That cell phone in the pocket of the day laborer standing on the corner is paying real money in the form of royalties, sales and service subscriptions to the richest 1% who desperately need to keep ahead! Just multiply his meager contribution to, say, almost everyone on this planet, and you see why even the lowliest laid-off Wal-Mart seasonal stockroom slob is doing his or her part, just by watching teevee or getting diabetes!

The communist journal Atlantic Monthly has a very long, very awful-to-read feature on the lives of these buoyant mega-richie-riches who have somehow risen even higher than their high-water mark of the mid-2000s:

Meanwhile, the vast majority of U.S. workers, however devoted and skilled at their jobs, have missed out on the windfalls of this winner-take-most economy—or worse, found their savings, employers, or professions ravaged by the same forces that have enriched the plutocratic elite. The result of these divergent trends is a jaw-dropping surge in U.S. income inequality. According to the economists Emmanuel Saez of Berkeley and Thomas Piketty of the Paris School of Economics, between 2002 and 2007, 65 percent of all income growth in the United States went to the top 1 percent of the population. The financial crisis interrupted this trend temporarily, as incomes for the top 1 percent fell more than those of the rest of the population in 2008. But recent evidence suggests that, in the wake of the crisis, incomes at the summit are rebounding more quickly than those below. One example: after a down year in 2008, the top 25 hedge-fund managers were paid, on average, more than $1 billion each in 2009, quickly eclipsing the record they had set in pre-recession 2007.

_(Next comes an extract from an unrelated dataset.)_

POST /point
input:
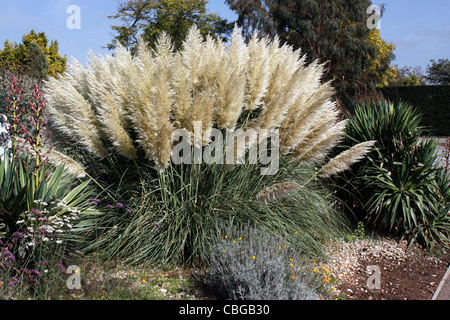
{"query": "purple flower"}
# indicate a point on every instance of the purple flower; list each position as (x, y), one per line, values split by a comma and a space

Ronald Reagan must be jizzing in his grave!

The good thing, we are told, is that today's super-dooper mega-billionaire is not just laying about his 5,000-room mansion banging child sex slaves like the aristocrats of old. No, today's global elite are Do-Gooders. They have many important causes and it's hard to argue with the goodness of most of the causes -- we leave out such foul behind-the-scenes demagogues such as the Koch Brothers. About the only Good Cause you won't see on this list is the forced global redistribution of wealth:

Inspired and advised by the liberal Soros, Peter Peterson—himself a Republican and former member of Nixon’s Cabinet—has spent $1 billion of his Blackstone windfall on a foundation dedicated to bringing down America’s deficit and entitlement spending. Bill Gates, likewise, devotes most of his energy and intellect today to his foundation’s work on causes ranging from supporting charter schools to combating disease in Africa. Facebook’s Zuckerberg has yet to reach his 30th birthday, but last fall he donated $100 million to improving the public schools of Newark, New Jersey. Insurance and real-estate magnate Eli Broad has become an influential funder of stem-cell research; Jim Balsillie, a co-founder of BlackBerry creator Research in Motion, has established his own international-affairs think tank; and on and on. It is no coincidence that Bill Clinton has devoted his post-presidency to the construction of a global philanthropic “brand.”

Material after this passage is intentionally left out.